Advocate For The Dead Chapter 4: In Summer’s Room

Advocate For The Dead Table Of Contents

Chapter Four: In Summer’s Room

Summer was sitting on the floor in the corner, her arms wrapped around her knees. She looked up as I came into the room. Her eyes were so sad; I knew she was having a hard time just being in such a personal place. It’s often this way for the dead. They walk into a room that once held pleasant memories and they lose it. Summer hadn’t lost it just yet, but I imagined at any minute she would either explode in anger or wail in anguish. I had to get her out of there.     “It may not be a good thing for you to be here like this,” I said to her. “Why don’t you go wait outside?”

She didn’t argue. The features on her face were frozen as if she didn’t know what to feel. She got up, straightened her dress, and walked through the wall.

I waited a moment, and then proceeded to go around the room, trying to get a feel for who this girl had been. She wasn’t your typical college student it seemed. There were no school colors on display, no pendants from the university emblazoned with the team name. Even if she had lived on campus and hadn’t lived at home since she was a teenager, there was still no evidence of her being typical in that sense either.

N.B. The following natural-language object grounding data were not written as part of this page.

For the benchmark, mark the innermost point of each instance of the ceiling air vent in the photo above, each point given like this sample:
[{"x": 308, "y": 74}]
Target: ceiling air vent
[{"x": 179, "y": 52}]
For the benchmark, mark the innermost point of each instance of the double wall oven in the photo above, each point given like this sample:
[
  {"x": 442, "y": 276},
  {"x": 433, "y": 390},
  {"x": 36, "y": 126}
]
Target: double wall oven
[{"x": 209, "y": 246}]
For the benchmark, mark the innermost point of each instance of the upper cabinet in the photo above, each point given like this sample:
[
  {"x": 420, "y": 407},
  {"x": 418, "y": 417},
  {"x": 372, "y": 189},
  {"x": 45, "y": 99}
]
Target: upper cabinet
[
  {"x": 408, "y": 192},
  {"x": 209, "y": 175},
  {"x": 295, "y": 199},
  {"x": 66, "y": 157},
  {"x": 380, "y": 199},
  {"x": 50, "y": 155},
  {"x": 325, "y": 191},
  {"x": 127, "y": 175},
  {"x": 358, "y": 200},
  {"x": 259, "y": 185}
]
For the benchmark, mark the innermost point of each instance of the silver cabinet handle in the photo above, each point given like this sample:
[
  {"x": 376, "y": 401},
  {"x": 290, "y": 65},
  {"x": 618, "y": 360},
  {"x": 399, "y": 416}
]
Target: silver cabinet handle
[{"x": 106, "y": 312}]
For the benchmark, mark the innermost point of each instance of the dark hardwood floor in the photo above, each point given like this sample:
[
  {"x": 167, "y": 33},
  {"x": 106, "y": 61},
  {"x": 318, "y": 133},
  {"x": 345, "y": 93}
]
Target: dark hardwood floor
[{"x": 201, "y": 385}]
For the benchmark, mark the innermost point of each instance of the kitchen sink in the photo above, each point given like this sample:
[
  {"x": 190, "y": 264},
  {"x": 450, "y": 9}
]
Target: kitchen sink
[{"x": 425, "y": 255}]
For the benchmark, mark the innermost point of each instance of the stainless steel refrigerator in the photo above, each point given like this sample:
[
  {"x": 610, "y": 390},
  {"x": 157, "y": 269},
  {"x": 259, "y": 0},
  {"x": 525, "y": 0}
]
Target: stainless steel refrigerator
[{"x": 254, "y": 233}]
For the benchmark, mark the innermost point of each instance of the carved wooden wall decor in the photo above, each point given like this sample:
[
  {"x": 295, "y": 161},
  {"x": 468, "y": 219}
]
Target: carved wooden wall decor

There were no posters of fave celebrities on her wall, no manga style doodles or photographs of her or her friends, no mementoes from school or vacation spots she may have visited in her short life. There was always a chance her parents had already gotten rid of such things, but something told me Summer wasn’t your average girl. Something was troubling me. It was as if this room had no personality at all.

I began to open up her dresser drawers. The clothes seemed to be stacked in there too neatly. They looked brand new, as if they had never been worn. I looked under the articles of clothing, trying to find anything she may have hidden there. A diary, a photo, anything to tell me she resembled a real live girl at one time. But there was nothing.

“We cleaned up a little,” Mrs. Dennings said from behind me.

“So soon?” I questioned with a raise of the eyebrow.

A sad look came over her face. “Our Summer hasn’t lived here in some time.”

“She hasn’t?”

“No, she dropped out of college. After three years just up and quit. Came home as if it was just spring break. Then she ran off about three months ago. Later we found out she was living with Jeff.”

“Her brother Jeff?”

“Yes. We tried to get her to come home but she wouldn’t. She turned twenty two last week, so what can a parent do? She’s an adult now.” She frowned. “Or at least she was.”

I nodded. “Do you have Jeff’s address? I think I’d like to talk to him.”

“Yes, sure. I’ll go get it for you.” She walked out without another word. She almost looked like a woman defeated by her own inner demons.

I walked to a desk in one corner of the room. Mounted on top of it was a huge vanity mirror. I ran my fingers around the back edges and they brushed something taped there. I pulled it free. It was a photo, marked with the remnants of cellophane tape, as if it had once hung on a wall or two, and then taken down repeatedly. A young brunette in tight jeans and a My Chemical Romance t-shirt smiled at the camera. Her dark eyes held a mischievous knowing look. It wasn’t Summer.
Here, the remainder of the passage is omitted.